Do zdarzenia doszło 15 czerwca na ulicy Górskiej w Częstochowie. Samochód osobowy marki Fiat zaparkowany na wzniesieniu samoistnie przemieścił się (zjechał z wzniesienia) i potrącił prawidłowo idącego na chodniku 11-latka. W wyniku potrącenia pokrzywdzony odniósł obrażenia ciała w postaci złamań żeber i potłuczeń ciała.
Policja szybko ustaliła, że samochodem kierowała tego dnia 45-letnia Katarzyna S. Kobieta pozostawiła pojazd na biegu jałowym, bez uruchomionego hamulca postojowego, pomimo zaparkowania samochodu na wzniesieniu.

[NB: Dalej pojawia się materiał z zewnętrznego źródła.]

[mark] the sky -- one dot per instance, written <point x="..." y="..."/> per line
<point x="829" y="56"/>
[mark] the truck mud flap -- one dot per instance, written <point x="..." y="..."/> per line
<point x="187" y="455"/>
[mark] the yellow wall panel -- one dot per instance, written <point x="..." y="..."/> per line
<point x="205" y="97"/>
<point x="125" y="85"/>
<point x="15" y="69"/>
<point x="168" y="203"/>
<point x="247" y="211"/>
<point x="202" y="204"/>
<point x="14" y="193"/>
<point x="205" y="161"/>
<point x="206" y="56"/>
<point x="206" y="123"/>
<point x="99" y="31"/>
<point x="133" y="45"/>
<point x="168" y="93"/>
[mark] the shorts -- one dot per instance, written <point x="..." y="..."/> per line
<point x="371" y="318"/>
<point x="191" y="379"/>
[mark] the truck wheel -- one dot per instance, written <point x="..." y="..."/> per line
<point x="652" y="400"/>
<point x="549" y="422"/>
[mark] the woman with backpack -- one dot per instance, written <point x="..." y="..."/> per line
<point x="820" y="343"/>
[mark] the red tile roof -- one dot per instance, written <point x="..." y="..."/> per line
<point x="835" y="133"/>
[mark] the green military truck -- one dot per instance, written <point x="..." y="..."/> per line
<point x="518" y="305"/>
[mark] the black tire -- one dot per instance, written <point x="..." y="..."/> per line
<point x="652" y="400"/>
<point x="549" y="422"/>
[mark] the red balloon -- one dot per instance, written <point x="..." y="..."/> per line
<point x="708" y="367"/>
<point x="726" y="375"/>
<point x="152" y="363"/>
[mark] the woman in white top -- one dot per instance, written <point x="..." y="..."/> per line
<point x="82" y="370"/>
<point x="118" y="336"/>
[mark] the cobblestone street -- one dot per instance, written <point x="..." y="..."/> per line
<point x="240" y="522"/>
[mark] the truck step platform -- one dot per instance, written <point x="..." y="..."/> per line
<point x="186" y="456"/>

- Na podstawie opinii biegłego ds. oceny stanu technicznego pojazdów ustalono, że stan techniczny samochodu nie miał wpływu na zaistnienie zdarzenia drogowego - informuje prokuratur Tomasz Ozimek z Prokuratury Okręgowej w Częstochowie.
45-letnia kierująca usłyszała zarzut spowodowania wypadku drogowego na skutek nieumyślnego naruszenia zasad bezpieczeństwa w ruchu drogowym. Oskarżona przyznała się do zarzucanego jej przestępstwa i wyjaśniła, że w pośpiechu zapomniała zaciągnąć hamulec ręczny. Nie była wcześniej karana.
Prokuratura Rejonowa Częstochowa-Południe skierowała do Sądu Rejonowego w Częstochowie, akt oskarżenia przeciwko kobiecie. Zarzucane oskarżonej przestępstwo spowodowania wypadku drogowego jest zagrożone karą pozbawienia wolności do 3 lat.